Does classroom performance translate to the workplace for women?

If women are outperforming men in the classroom, why is the “gender wage gap” still prevalent?

There have been several studies published within the last decade pointing to trends within high schools and universities: that female students consistently outperform their male counterparts. A number of reasons explain these results, including the passage of Equal Opportunity Laws and societal norms that stigmatize men for studying or reading (therefore hindering them from studying, leading to poorer test results).
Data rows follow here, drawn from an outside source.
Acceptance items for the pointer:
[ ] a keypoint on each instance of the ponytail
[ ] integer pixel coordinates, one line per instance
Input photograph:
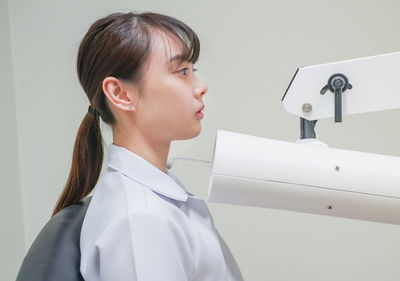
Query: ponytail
(87, 160)
(116, 45)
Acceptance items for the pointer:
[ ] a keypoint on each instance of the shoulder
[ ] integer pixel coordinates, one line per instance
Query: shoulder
(118, 198)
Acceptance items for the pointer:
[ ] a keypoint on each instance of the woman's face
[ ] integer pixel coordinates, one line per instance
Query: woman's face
(171, 94)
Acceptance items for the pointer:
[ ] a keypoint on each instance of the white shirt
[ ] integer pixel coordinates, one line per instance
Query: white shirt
(142, 225)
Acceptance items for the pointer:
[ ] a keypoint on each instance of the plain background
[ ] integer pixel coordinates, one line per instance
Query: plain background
(250, 51)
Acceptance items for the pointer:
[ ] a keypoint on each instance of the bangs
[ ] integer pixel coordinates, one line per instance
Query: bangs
(187, 37)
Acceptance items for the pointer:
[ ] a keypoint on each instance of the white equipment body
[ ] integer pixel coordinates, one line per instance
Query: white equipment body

Despite the clear line between men and women at schools, there continues to be a distinct gap in the workforce between men and women, especially in higher-ranking positions. Although the gender wage gap has narrowed since the 1970s, white women working full-time were paid just 80 percent of what men were paid. The average percent worsens by demographic (ex. Asian, Hispanic, and African-American). When it comes to leadership roles, men continue to make up the majority of executive positions. For example, there continues to be only 24 female CEOs in the Fortune 500, making up under 5 percent of the total list. Some industries, such as the nonprofit industry, women and men have around the same percentage of CEOs. However, female CEOs earn far less.

If women are outperforming men in the classroom, why is the “gender wage gap” still prevalent? Obviously, classroom rankings are not (and should not be) the only standard for which recruiters should judge a job application. But it does prove there are significant reasons, other than educational disparities, that cause women to earn lower wages or work in environments that do not offer promotions often.


Women are socialized into being society’s peace-holders. We are socialized into pleasing those around us and into keeping quiet. While engendering empathy and emotional intelligence, these are not often qualities that prepare one for climbing the ladder in the workforce nor fiercely negotiating a higher salary. There are many aspects of job searching and career planning that involve confidence: the confidence to apply to higher-level positions or negotiate salaries or even to present innovative ideas. Such confidence and the inability to hear “no” are skills that are expected of men, and often discouraged among women.

Education can be an important and effective tool in reducing the still prevalent gender wage gap. Providing opportunities and hiring more women can also aid in the process. In my opinion, it is equally important to allow women to voice their opinions in confident manners. These are skills necessary in the workplace and are skills that are naturally taught and expected of men.

Empowering women often means changing our mindsets and inherent feelings about how a woman looks or acts. Maybe then we will more often see the success of women in the classroom mirrored in workplace successes as well.